Below, an indicative list of statistical models for the basic discrete and continuous distributions.

Distribution and unknown parameter Statistical model
Bernoulli with parameter \(p\) \(\left(\{0,1\},\{\text{Ber}(p)\}_{p\in(0,1)}\right)\)
Binomial with parameters \((k,p)\) \(\left(\{0,1,\dots,k\},\{\text{Bin}(k,p)\}_{p\in(0,1)}\right)\)
Categorical with parameter \(\mathbf p\) \(\left(\{\mathbf x:x_j\in\{0,1\},\sum_{j=1}^d x_j=1\},\{\text{Cat}(\mathbf p)\}_{p_j>0,\sum_{j=1}^d p_j=1}\right)\)
Multinomial with parameters \((k,\mathbf p)\) \(\left(\{\mathbf x:x_j\in\{0,\dots,k\},\sum_{j=1}^d x_j=k\},\{\text{Mult}(k,\mathbf p)\}_{p_j>0,\sum_{j=1}^d p_j=k}\right)\)
Geometric with parameter \(p\) \(\left(\mathbb Z_{\ge1},\{\text{Geom}(p)\}_{p\in(0,1)}\right)\)
Poisson with parameter \(\lambda\) \(\left(\mathbb Z_{\ge0},\{\text{Pois}(\lambda)\}_{\lambda>0}\right)\)
Continuous uniform over \([0,\theta]\) \(\left(\mathbb R_{\ge0},\{\text{Unif}(0,\theta)\}_{\theta>0}\right)\)
Exponential with parameter \(\lambda\) \(\left(\mathbb R_{\ge0},\{\text{Exp}(\lambda)\}_{\lambda>0}\right)\)
Normal with parameters \((\mu,\sigma^2)\) \(\left(\mathbb R,\{\mathcal N(\mu,\sigma^2)\}_{(\mu,\sigma^2)\in\mathbb R\times(0,\infty))}\right)\)
Multivariate Normal with parameter \(\mu\) \(\left(\mathbb R^n,\{\mathcal N(\mu,\Sigma)\}_{\mu\in\mathbb R^n}\right)\)
Linear regression model \((X_i,Y_i)\subseteq\mathbb R^d\times\mathbb R\) are i.i.d. from \(Y_i=X_i\beta+\varepsilon_i\)
where \(X_i\sim\mathcal N(0,I_d)\) and \(\varepsilon_i\overset{\text{i.i.d.}}{\sim}\mathcal N(0,1)\)
for an unknown \(\beta\in\mathbb R^d\)

While setting up the statistical model, we should ask ourselves if the parameter \(\theta\) is identifiable, which is true if and only if \(\theta\neq\theta^\star\implies\mathcal P_\theta\neq\mathcal P_{\theta^\star}\), or equivalently \(\mathcal P_\theta=\mathcal P_{\theta^\star}\implies\theta=\theta^\star\).

Estimation

Any quantity computed from values in a sample is called a statistic. Common examples are:

  • sample mean (\(\bar X_n\)), sample mode (\(\arg\max f_X(x)\));
  • sample variance (e.g. biased \(S_n^2\), unbiased \(\tilde S_n^2\));
  • order statistics (e.g. sample maximum \(X_{(n)}\), minimum \(X_{(1)}\) or median \(X_{\left(\frac n 2\right)}\));
  • test statistics (e.g. \(z\)-statistic, \(t\)-statistic, \(\chi^2\)-statistic, \(F\)-statistic); and
  • in general, any measurable (i.e. computable) function of the sample.
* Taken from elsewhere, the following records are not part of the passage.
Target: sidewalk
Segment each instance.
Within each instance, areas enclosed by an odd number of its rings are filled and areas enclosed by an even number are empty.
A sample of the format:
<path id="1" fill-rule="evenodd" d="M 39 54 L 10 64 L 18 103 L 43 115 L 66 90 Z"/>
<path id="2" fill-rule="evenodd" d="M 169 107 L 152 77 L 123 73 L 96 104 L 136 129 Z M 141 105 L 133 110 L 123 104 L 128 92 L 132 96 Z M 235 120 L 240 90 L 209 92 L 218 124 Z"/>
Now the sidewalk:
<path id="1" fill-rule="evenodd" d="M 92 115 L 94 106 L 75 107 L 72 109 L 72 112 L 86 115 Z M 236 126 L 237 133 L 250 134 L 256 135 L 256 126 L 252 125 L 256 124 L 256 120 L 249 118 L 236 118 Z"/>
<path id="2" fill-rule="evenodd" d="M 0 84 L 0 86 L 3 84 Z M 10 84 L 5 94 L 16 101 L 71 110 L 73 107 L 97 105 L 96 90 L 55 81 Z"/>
When a statistic is used for estimation of a population parameter, it is called an estimator. Let \(\hat\Theta_n\) be an estimator of the true parameter \(\theta\), which depends on the number of samples \(n\). If \(\hat\Theta\xrightarrow{a.s./\mathbb P}\theta\), estimator is called consistent (strongly or weakly, respectively). If \(\sqrt{n}(\hat\Theta_n-\theta)\xrightarrow{(d)}\mathcal N(0,\sigma^2)\), the estimator is also asymptotically Normal, and \(\sigma^2\) is the asymptotic variance of \(\hat\Theta_n\).

Below are examples of some empirical (or natural) estimators, where the term “empirical” stands for observation of relative frequency obtained from sample of data. An important property of any estimator is bias, or \(\text{bias}(\hat\Theta_n)=\mathbb E[\hat\Theta_n]-\theta\). Except for expectation, all below empirical (or natural) estimators are biased, hence adjustments have been applied.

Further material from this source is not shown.